We identified 4257 patients who met the inclusion criteria, of which 105 had a renal biopsy (2.47%). Of the 105 patients, 25 (23.8%) had an MGRS lesions. The most common MGRS lesions included proliferative glomerulonephritis with monoclonal immunoglobulin deposition (PGNMID) (n=10, 40%) followed by cryoglobulinemic vasculitis (n=5, 20%). In the remaining 80 patients, the most common lesions included arteriosclerosis (n=19, 23.75%), diabetic nephropathy (n=14, 17.5%), ANCA associated vasculitis (n=8, 8.8%) and IgAN (n=8, 8.8%). At the time of renal biopsy, there were no differences in age, sex, serum creatinine, hemoglobin and type of light chain between 2 groups. Compared to non-MGRS patients, MGRS patients had a significantly higher systolic blood pressure (p= 0.03) and more likely to have IgG heavy chain (p =0.05). Hematuria at time of the renal biopsy was the most significant predictor of finding an MGRS lesion with an OR of 6.21 (2.1-18.3, p=0.0003), followed by proteinuria >3.5 g/d with OR of 2.61 (1.01-6.7, p=0.04), and an elevated ratio of affected/unaffected light chain (OR= 1.08, 1.0-1.16, p=0.0001).
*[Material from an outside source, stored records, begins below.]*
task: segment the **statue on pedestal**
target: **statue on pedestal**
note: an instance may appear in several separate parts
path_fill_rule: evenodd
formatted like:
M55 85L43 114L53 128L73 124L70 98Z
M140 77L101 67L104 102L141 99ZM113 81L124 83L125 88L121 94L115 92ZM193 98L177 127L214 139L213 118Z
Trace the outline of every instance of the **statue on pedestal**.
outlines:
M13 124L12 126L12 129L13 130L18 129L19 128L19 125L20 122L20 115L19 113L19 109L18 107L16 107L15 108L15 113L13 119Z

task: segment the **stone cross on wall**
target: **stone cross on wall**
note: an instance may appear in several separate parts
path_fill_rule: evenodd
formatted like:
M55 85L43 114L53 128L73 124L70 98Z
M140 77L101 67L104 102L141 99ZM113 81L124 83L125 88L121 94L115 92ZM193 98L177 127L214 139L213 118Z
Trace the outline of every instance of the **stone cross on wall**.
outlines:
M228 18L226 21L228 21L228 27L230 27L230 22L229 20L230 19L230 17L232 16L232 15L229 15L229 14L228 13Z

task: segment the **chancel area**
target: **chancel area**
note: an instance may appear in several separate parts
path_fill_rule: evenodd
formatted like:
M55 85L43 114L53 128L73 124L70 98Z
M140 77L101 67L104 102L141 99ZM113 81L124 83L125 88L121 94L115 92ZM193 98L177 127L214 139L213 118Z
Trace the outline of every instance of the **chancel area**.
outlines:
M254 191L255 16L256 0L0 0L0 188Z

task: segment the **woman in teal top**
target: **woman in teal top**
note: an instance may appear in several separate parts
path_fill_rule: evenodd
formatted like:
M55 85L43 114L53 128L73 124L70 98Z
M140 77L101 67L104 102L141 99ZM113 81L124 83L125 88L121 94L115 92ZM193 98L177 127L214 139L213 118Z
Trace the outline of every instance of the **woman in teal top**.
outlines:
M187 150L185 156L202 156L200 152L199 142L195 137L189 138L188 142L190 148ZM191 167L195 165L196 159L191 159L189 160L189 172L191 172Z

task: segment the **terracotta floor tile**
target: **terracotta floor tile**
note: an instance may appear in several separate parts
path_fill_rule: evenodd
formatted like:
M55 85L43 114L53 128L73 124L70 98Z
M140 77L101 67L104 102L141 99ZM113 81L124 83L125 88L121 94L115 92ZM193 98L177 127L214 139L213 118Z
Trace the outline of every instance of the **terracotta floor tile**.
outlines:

Having a combination of hematuria and proteinuria≥2 g/day was also highly predictive with an OR of 5.67 (2.0-16.1, P=0.001).

Conclusion

Among patient with a positive MG who had a renal biopsy in the absence of amyloidosis, 75% had a lesion unrelated to the MG with arteriosclerosis and DN being the most common findings. Hematuria, nephrotic range proteinuria or high risk features (hematuria+proteinuria≥2 g) were the strongest predictors of finding an MGRS lesion.